Ramlogan has served on various committees and statutory bodies, including the Petroleum Company of Trinidad and Tobago, the Law Reform Commission, the Civil Aviation Authority, the Commission of Enquiry into the Administration of Justice, and the Vision 2020 plan for Constitutional Reform.

Anand entered politics as a candidate for the Congress of the People (COP) under the leadership of Professor Winston Dookeran. He contested the seat for the constituency of Tabaquite in 2007, but subsequently rejoined the United National Congress after Kamla Persad-Bissessar was elected political leader. He was then appointed as a government senator and Attorney General.

Before this appointment, Ramlogan was a lawyer who represented clients in constitutional and public interest litigation. He has also had many cases against the People's National Movement government for persons such as former San Fernando City Corporation CEO Marlene Coudray, Devant Maharaj, Feroza Ramjohn, George Daniel, and Damien Belfonte.

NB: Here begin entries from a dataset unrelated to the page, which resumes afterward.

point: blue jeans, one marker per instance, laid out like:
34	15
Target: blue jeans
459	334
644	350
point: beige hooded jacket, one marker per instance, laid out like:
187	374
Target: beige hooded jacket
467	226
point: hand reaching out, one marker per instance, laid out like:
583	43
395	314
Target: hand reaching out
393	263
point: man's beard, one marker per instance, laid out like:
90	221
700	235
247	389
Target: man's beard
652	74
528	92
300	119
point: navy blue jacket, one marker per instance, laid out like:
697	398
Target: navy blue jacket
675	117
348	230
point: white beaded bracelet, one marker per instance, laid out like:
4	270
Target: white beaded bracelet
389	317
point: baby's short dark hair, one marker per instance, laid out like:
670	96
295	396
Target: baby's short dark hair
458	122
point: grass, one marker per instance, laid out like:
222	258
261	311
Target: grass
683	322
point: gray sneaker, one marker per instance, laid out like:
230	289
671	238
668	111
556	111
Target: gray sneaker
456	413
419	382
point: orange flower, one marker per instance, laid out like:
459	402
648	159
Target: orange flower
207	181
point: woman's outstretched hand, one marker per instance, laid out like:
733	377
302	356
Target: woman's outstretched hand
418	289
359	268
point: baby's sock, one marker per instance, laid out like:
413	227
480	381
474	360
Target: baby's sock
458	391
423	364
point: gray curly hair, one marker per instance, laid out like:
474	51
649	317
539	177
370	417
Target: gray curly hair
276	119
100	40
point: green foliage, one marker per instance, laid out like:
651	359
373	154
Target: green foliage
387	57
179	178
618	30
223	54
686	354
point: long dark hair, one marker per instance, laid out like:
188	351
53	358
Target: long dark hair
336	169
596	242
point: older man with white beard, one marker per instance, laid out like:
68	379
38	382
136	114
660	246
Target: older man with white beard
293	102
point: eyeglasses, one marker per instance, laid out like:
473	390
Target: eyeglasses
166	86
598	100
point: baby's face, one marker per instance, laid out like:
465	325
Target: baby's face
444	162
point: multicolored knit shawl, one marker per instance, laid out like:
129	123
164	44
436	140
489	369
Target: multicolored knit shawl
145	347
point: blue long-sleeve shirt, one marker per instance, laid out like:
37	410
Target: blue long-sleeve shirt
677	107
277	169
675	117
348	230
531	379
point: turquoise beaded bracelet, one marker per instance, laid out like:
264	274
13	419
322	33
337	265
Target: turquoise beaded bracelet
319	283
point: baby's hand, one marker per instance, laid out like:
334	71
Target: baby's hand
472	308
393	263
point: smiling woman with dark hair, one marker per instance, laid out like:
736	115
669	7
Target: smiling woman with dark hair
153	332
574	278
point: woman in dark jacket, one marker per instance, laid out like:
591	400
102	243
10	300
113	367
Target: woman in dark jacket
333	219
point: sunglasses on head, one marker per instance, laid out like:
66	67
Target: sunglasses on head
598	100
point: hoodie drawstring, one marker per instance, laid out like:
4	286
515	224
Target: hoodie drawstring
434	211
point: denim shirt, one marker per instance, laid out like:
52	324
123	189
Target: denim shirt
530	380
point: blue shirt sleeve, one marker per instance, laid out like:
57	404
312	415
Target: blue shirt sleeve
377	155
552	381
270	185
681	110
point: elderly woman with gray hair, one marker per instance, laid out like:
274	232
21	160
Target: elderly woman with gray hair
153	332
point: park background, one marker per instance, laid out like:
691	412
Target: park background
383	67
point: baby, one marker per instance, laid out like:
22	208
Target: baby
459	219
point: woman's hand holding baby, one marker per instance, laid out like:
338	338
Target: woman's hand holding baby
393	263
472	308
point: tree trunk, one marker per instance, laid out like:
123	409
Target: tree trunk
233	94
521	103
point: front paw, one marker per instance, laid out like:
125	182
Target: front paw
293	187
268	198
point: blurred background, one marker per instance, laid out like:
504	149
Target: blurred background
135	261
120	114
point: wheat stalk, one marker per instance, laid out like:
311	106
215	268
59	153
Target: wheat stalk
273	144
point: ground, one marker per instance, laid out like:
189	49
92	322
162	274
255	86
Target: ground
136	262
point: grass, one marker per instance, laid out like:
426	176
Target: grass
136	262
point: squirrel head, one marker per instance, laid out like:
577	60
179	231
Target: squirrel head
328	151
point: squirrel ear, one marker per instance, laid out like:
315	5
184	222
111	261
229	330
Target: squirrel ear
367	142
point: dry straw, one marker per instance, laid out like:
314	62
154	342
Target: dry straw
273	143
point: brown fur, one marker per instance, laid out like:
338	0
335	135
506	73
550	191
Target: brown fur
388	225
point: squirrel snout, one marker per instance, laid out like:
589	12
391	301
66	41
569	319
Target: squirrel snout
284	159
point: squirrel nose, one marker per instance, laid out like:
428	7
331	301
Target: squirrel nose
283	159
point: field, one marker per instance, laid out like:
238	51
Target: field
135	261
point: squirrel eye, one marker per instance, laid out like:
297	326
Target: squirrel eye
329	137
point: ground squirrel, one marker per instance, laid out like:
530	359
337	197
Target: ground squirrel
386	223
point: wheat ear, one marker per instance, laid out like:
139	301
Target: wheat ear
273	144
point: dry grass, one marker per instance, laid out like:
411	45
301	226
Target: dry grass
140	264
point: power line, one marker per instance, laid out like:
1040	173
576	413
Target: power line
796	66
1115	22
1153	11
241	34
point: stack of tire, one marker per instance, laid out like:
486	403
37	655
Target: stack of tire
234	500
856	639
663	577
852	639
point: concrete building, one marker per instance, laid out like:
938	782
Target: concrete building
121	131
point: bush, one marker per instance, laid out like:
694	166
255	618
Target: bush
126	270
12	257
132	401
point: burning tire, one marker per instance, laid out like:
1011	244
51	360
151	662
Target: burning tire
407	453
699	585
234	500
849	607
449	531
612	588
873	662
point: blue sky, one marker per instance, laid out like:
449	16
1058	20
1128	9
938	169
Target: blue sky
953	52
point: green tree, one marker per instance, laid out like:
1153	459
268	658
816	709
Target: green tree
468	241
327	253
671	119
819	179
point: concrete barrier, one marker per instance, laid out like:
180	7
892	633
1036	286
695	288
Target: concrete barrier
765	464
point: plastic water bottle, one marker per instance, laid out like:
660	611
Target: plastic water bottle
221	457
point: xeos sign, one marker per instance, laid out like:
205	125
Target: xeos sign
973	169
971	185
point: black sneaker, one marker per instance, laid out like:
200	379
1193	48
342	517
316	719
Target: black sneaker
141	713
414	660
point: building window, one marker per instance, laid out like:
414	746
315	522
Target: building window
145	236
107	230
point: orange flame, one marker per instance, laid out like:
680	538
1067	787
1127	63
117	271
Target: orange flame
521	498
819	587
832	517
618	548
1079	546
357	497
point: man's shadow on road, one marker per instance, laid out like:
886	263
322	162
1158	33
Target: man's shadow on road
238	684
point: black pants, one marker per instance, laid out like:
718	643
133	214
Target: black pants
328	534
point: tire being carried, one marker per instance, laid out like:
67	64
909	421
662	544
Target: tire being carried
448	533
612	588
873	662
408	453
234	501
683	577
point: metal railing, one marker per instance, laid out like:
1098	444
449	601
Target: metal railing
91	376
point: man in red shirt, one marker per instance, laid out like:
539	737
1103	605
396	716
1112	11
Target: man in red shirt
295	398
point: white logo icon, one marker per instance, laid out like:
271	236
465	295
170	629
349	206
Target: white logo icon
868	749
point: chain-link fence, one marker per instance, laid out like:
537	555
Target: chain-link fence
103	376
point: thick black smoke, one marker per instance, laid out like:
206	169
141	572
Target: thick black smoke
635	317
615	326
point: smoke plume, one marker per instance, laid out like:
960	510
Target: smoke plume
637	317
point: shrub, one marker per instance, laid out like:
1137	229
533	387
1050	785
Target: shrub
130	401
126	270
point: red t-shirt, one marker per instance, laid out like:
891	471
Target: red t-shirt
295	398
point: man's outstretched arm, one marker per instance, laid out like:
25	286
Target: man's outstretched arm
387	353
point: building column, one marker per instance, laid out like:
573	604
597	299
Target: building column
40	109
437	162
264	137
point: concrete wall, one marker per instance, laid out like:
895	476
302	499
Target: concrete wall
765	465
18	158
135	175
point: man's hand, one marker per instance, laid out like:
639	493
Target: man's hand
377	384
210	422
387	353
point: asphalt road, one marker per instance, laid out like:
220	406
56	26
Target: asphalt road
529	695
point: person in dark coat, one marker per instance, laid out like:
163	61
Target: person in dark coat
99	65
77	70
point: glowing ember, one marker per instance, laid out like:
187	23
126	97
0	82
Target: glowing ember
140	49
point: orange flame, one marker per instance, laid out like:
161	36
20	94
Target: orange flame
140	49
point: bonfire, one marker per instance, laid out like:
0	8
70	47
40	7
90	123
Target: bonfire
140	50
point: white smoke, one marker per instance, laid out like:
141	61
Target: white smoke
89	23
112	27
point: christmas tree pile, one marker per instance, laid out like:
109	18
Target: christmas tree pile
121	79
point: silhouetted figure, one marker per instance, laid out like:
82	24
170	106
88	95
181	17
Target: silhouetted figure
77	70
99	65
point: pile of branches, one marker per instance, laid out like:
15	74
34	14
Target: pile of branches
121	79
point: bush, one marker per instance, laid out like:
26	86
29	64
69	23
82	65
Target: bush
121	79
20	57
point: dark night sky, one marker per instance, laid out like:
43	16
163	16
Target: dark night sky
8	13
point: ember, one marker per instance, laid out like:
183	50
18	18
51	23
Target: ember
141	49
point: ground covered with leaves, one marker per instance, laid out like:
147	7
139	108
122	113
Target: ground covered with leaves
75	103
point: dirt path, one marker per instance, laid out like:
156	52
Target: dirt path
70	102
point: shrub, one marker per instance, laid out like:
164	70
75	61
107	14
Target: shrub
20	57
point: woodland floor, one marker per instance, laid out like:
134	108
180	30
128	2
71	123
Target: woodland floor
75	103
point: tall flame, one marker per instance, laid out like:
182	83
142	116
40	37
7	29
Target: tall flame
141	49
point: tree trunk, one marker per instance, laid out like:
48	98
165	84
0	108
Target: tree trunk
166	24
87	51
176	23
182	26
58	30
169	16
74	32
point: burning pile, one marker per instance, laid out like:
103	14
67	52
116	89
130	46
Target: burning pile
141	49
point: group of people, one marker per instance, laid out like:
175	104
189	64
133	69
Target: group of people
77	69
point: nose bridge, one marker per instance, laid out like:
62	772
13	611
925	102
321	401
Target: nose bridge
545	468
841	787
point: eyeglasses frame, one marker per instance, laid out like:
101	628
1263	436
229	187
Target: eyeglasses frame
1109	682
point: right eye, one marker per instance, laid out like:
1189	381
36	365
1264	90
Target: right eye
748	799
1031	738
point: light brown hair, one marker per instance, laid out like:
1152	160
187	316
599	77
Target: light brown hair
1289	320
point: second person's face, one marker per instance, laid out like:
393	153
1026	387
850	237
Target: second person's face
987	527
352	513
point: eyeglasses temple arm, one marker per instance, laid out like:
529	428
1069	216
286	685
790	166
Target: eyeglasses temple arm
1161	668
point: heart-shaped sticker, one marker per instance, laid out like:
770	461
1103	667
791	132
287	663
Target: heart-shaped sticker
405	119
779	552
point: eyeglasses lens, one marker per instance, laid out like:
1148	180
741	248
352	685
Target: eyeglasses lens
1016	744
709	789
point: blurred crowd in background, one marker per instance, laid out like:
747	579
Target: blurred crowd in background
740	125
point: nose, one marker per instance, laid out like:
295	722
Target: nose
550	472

Ramlogan was also an active member of the media, hosted a radio talk show, and was a columnist with the Sunday Guardian, the Express, and the Newsday newspapers.

==Controversy ==

On 26 May 2010, two days after the success of the People's Partnership in the 2010 general election, Ramlogan was appointed a senator and Attorney General by Kamla Persad-Bissessar. During his tenure as Attorney General, he was associated with the implementation of Section 34 of the Administration of Justice (Indictable Proceedings) Act, which led to widespread public and political criticism after it was perceived to enable the early dismissal of corruption cases involving prominent businessmen.

In 2019, Ramlogan was charged with misconduct in public office. He maintained that he was the victim of a political conspiracy. The charges were eventually dropped by the DPP after it was discovered that millions of dollars had been secretly paid by the new PNM Government to the prosecution's lone witness as part of an undisclosed illicit indemnity agreement.